Ayşe teyze" Tuuh Allah sizi kahretsin emi ,deve kadar oldunuz yaptığınıza bak." diye söylenirken bir yandan da ayakkabısını çıkarmaya çalışıyordu. Tabi biz bunu gördüğümüzde ayaklarımız götümüze vura vura koştuk.bir yerden sonra kaldırımda oturduk ve gülmeye başladık. Hasta olmamak için evlere dağılmaya karar verdik.
"Cansu annem selam söylemişti unuttum sana söylemeyi."
" Aleyküm sela sende selam söyle Mine teyzeme." Dedik ve yollarımızı ayırdık. Koşarak evin yolunu tuttum. Cüzdanımdan anahtarımı çıkardım ve kapıyı yavaşça açıp kapattım. Elini beline koymuş tek Kaş'ını kaldırmış bir şekilde ablam karşımda duruyordu. Elimle ona sus işareti yaptım. Ama tabikide ablam
Aslı" Annee Hazal sırılsıklam bir şekilde eve geldi" dedi.
"İspikçi sen görürsün senin bana işin düşer." Dedim allahhhhhh annem geliyor.

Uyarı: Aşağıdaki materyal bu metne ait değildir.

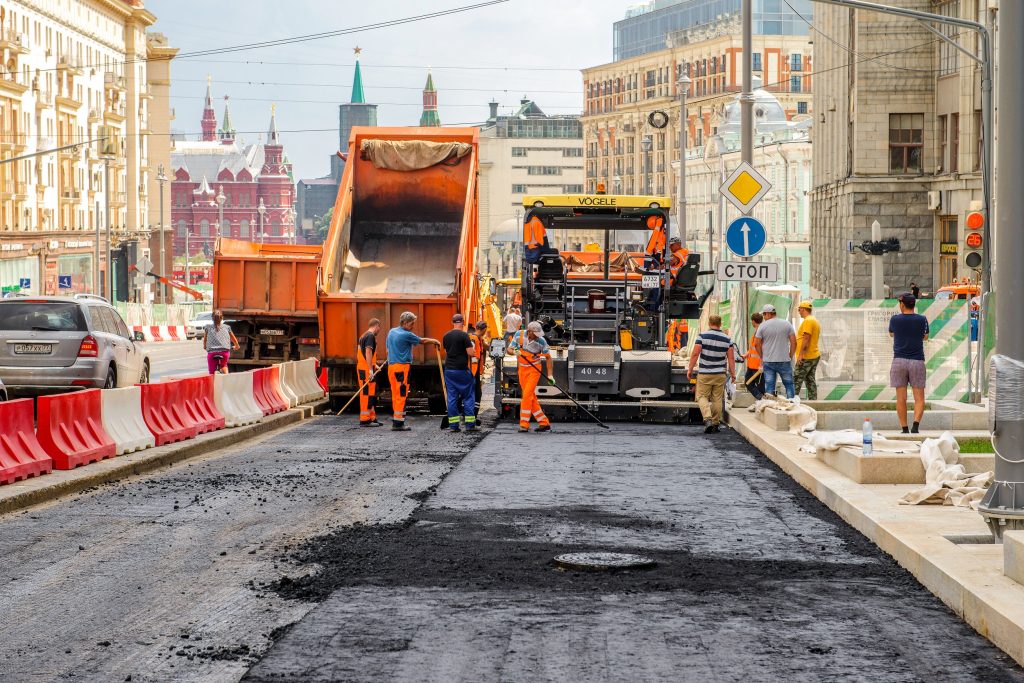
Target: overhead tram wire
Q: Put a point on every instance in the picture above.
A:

" Kız senin bu halin ne hasta olacan"
"Ya anne Cansu'yla şelaleye düştük."
"Yürü banyoya yoksa terliği yicen ağzının ortasına." Ben banyoya giderken ablamda pis pis sırıtıyordu.
"Ha bu arada Cansu'nun da sana selamı var anne."dedim ve banyoya girdim. Mis gibi yıkandım, üstümü giyindim ve saçlarımı tarayıp, kuruttum. Odama çıkarken annem önemli bir telefon görüşmesi yapıyordu herhalde. Dikkatimi çekti bende mutfağa yanına gittim. Görüşmesinin bitmesini beklerken ağzıma üzüm attım. Bir kaç dakika sonra telefonu kapattı annem.
"Nolmuş Mine sultan?"
"Amcanız rahatsızlanmış babanda onun yanına gidecekmiş İzmir'e bir kaç gün yokmuş onu haber verdi. Gelip bir kaç kıyafet alacak sadece."
"Hımmm inşallah kötü bir şeyi yoktur."
"İnşallah." Odama çıktım ve biraz müzik dinledim. Annemin o muhteşem sesi bizi akşam yemeğine çağırıyordu. Acıkmıştım, abimle kapışa kapışa aşşağıya indik. Hemen masaya oturduk. Birbirinize bakıp güldük. Abinle ikimiz birden aynı anda:
"Yemek isteriz yemek isteriz" dedik abimle annemde tabaklarımıza hemen servis yaptı. Ablam akşam yemeğine gelmedi. Biz sessizce yemeğimizi yerken babamda eve geldi. Bavulununalacaktı herhalde, annem ona bir şeyler koyup kapının arkasına yerleştirmişti.
"Mine valizim nerde"
"Kapının arkasında Sinan."
"Ben gidiyorum hadiyin görüşürüz."
"Baba" dedim. Yerimden kalktım ve ona doğru yürüyip sımsıkı sarıldım. Oda bana sarıldı. Sonrada gitti, bende masaya oturup yemeğime devam ettim.Babam evden gideli 2 gün olmuştu. Bugün Cansu'yla alışveriş yapmaya gidecektik. Yataktan kalktım, terliklerimi giyindim ve aşşağıya indim. Annem kahvaltıyı hazırlamıştı. Duşumu alıp hazırlandıktan sonra çantamı da alıp evden çıktım. Cansu'yla Çeşmenin orada buluştuk. Taksiye bindik ve alışveriş merkezine gittik. Ada'ma ücreti ödedik ve taksiden indik. Kıyafetleri görünce direkmen gözlerimiz faltaşı gibi açıldı. Hemen kıyafetlere saldırdık. Sen bunu ben onu şunu bunu onu derken ellerimiz poşetlerle dolmuştu. Cafeteryaya geçtik. Yemek siparişi verdik. Ve arkamıza yaslandık. Ben telefonumla uğraşırken Cansu beni dürttü.
"Efendim?"dedi . Benim kafamı tutup sağ tarafa girişe doğru çevirdi. İlk başta ne olduğunu anlamadan boş boş baktım ama sonra babam BABAM!! yanında da fıstık gibi bir kafın ve fazlasıyla samimiler. Ne yani babam annemi aldatıyor muydu? Hani amcam hastaydı? Hani onun yanına gidiyordu? Benim babam ne Zaman böyle bir adama dönüşmüştü? Annem duysa yıkılır. Ama ondan saklayamamda çakal adam basıl kıydın lan sen anneme? Hemen fotoğraflarını çektim ve kendimi cafeden dışarıya attım. Ben anneme be diceğim şimdi? Anne babam seni aldatıyormuş saçmalama Hazal ben anneme be diyeceğim ya? Hemen bir taksiye atladım ve evin yolunu tuttum. Eve geldiğinde Ada'ma ücreti ödedim ve arabadan indim. İşte gelmiştim,napacam şimdi ben?